Monday, June 28, 2010
For most of the past fifty years, attending Harvard Law School was a miserable experience. Though students were happy to obtain a Harvard degree, they regretted the great personal cost of earning it. Harvard Law School was widely viewed as irreparable because the obstacles to changing the culture of the hide-bound, ivy-covered walls of an elite law school seemed too great. Student anomie at Harvard appeared to be structural, an inevitable by-product of admitting more than 550 law students each year and pitting them in a three-year competition for grades, elite law review membership, and, ultimately, jobs in fancy law firms. While a handful of students reaped vast rewards, others were scarred for life. A person looking for a challenge could scarcely have found a greater one in the Harvard deanship.

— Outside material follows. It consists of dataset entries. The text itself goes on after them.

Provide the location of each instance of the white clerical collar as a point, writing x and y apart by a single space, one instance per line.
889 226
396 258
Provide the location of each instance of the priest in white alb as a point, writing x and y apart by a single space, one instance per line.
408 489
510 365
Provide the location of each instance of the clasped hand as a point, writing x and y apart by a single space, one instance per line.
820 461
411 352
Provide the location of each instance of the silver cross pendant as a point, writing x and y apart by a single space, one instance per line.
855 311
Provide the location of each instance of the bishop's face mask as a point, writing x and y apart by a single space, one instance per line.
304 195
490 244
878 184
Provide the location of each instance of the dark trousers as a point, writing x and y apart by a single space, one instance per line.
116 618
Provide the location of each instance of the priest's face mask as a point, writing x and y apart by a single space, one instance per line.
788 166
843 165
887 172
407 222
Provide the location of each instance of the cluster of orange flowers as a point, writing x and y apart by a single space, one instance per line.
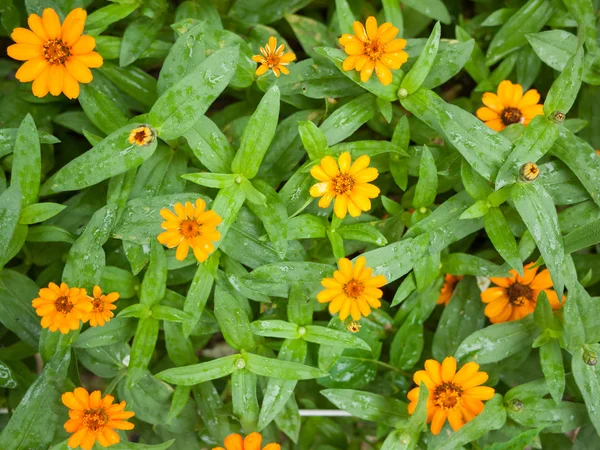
63 308
513 297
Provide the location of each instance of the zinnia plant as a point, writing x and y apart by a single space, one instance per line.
299 225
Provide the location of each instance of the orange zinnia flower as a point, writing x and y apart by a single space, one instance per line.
515 297
456 396
509 106
102 306
191 227
450 282
348 184
373 49
273 58
61 308
252 442
352 290
93 418
58 57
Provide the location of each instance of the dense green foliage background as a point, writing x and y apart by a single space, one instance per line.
79 204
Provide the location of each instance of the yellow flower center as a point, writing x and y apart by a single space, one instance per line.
511 115
272 60
63 305
342 184
447 396
519 294
98 305
140 136
373 49
94 419
354 289
56 51
189 228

During Elena Kagan’s tenure as dean, a miracle occurred. Harvard Law School was transformed. Today, students embrace the institution. The professors engage with one another. And the school’s widely discussed dysfunctions are distant memories. Kagan accomplished this miracle by modeling two important and traditional American values: hard work and community. Kagan was known for walking the halls tirelessly to learn the views of her bright and independent colleagues and to seek consensus. She broke the gridlock between faculty political factions that had atrophied the academic life of the institution. Even more importantly. she transformed the student experience. This essay seeks to describe Kagan’s transformational leadership and provide insight as to the specific changes Kagan made to accomplish the miracle.

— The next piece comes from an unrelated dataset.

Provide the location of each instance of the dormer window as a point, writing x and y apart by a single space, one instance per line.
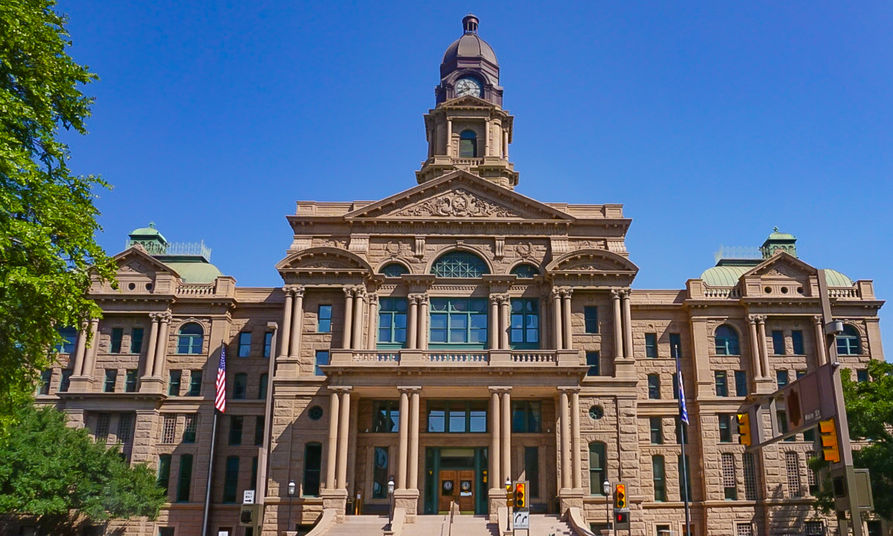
468 144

Ann Althouse (Wisconsin) responds in If Elena Kagan Worked a 'Miracle at Harvard', What Effect Might She Have on the Supreme Court?:
Let's take this all as true. Kagan has skills that worked brilliantly in the context a dean transforming a deeply dysfunctional, highly elite law school. But how will those skills apply in the context of an individual Justice on the Supreme Court? When a troubled law school brings in a new dean, it is looking for leadership and transformation. But there is no reason to think that the Supreme Court Justices look toward the newcomer for leadership at all, and she arrives to fill the seat that was vacated, not with any problem to be solved and institution to be transformed.